Sie sind bei der Wahl der „Leichtathleten des Jahres“ 2022 in der Kategorie Masters auf Platz drei gelandet. Welche Emotion löste diese Auszeichnung bei Ihnen aus? 

Alexander Kosenkow:
Dass ich in dieser Auswahl am Ende auf dem Treppchen landete, war eine tolle Ehrung für mich. Meine Leistungen sind natürlich nicht mit denen von Klemens Wittig oder Lothar Fischer zu vergleichen. Was die in ihrem Alter abliefern, ist einfach toll. In meinem Alter ist die Belastung teilweise schon sehr hoch. Wenn ich mir vorstelle, dass sie 40 Jahre älter sind als ich, stelle ich mir die Frage: Wie schaffen die das überhaupt? Da kann ich von meiner Seite aus nur gratulieren und Hochachtung für diese Leistungen aussprechen. Da verliere ich bei so einer Wahl gerne (lacht)

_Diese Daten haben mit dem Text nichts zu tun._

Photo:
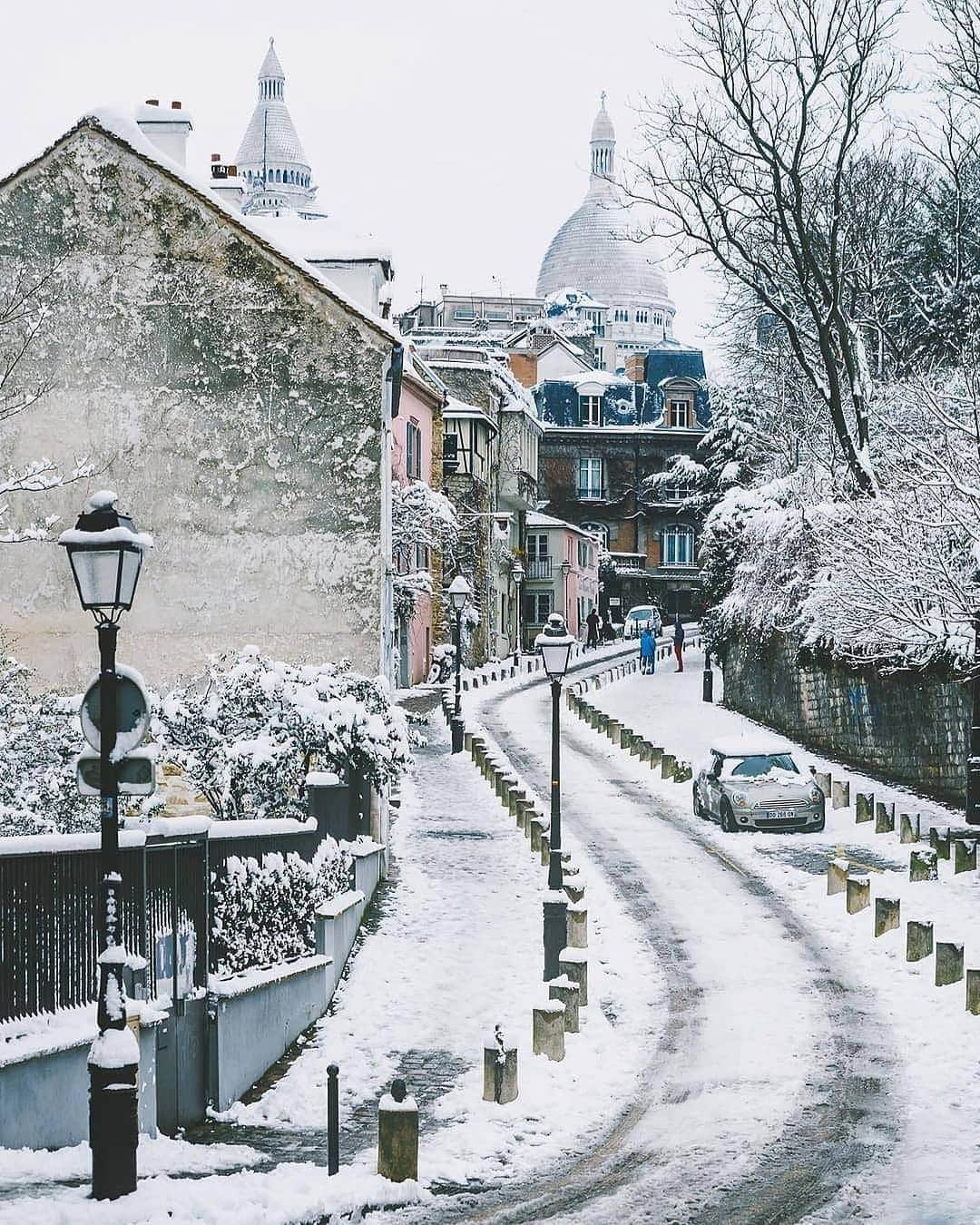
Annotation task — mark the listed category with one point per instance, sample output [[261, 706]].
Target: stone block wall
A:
[[906, 725]]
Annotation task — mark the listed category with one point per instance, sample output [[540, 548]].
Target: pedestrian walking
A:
[[647, 651], [592, 622], [679, 642]]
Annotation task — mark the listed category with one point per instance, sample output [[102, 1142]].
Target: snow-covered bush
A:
[[265, 913], [248, 731]]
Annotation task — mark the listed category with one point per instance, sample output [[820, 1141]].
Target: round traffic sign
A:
[[132, 712]]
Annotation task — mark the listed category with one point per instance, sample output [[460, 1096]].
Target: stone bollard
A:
[[837, 876], [885, 818], [578, 925], [398, 1134], [948, 963], [859, 893], [549, 1031], [499, 1070], [965, 858], [566, 993], [886, 916], [938, 839], [917, 940], [923, 865], [574, 962], [973, 993]]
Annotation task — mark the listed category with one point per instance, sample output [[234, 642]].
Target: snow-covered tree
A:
[[248, 731]]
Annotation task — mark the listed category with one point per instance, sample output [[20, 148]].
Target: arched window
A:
[[678, 545]]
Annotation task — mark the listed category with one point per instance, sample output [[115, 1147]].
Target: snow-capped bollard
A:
[[566, 993], [917, 940], [549, 1031], [499, 1068], [885, 818], [574, 963], [923, 865], [398, 1134], [973, 993], [578, 925], [965, 858], [948, 963], [886, 916], [837, 876], [859, 893]]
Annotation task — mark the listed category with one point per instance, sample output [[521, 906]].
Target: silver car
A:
[[757, 787]]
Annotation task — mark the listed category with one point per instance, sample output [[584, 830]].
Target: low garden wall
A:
[[909, 727]]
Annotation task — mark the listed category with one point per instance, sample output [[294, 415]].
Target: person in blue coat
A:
[[647, 651]]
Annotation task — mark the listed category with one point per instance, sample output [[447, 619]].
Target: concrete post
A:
[[837, 876], [965, 859], [578, 925], [549, 1031], [566, 993], [923, 865], [398, 1134], [574, 963], [917, 940], [948, 963], [859, 893], [499, 1068], [886, 916], [973, 993]]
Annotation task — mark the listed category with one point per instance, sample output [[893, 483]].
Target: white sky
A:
[[456, 132]]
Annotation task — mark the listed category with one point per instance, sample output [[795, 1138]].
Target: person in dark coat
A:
[[679, 642], [592, 622]]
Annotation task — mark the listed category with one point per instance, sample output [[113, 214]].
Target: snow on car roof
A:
[[750, 748]]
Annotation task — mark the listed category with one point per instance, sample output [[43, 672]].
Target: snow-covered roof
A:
[[126, 132]]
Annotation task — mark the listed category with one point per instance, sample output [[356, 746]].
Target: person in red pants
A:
[[679, 642]]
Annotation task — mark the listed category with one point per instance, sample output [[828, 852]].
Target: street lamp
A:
[[555, 646], [517, 574], [459, 593], [105, 554]]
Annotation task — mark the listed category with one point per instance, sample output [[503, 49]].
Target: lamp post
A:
[[105, 553], [555, 644], [459, 593], [517, 574]]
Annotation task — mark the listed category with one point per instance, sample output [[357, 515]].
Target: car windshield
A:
[[760, 765]]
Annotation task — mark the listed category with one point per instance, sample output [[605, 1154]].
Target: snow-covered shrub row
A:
[[249, 730], [265, 913]]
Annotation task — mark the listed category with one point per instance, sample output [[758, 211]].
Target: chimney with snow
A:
[[168, 128]]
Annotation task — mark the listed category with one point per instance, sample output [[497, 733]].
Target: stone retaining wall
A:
[[910, 728]]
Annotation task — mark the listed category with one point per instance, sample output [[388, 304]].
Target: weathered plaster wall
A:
[[233, 407], [906, 727]]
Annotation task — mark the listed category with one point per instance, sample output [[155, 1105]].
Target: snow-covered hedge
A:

Was fasziniert Sie am Sprint? 

Alexander Kosenkow:
Wenn du nur wenige Augenblicke, nachdem du mit deinen Konkurrenten am Start gestanden hast, als Erster durch das Ziel läufst, ist das ein unglaublich schönes Glücksgefühl – das muss man selber mal erlebt haben. In der Jugend gewann ich einen Weitsprungwettbewerb, konnte mich aber durch das lange Warten auf die Sprünge der anderen Athleten nicht annähernd so freuen. Zudem finde ich es in den wenigen Sekunden des Sprints sehr spannend zu beobachten, wie schnell sich der Körper verändert und was er in der Lage ist zu leisten. Für mich zeichnet sich der Sprint in erster Linie durch die unfassbare Schnelligkeit eines Wettkampfes aus.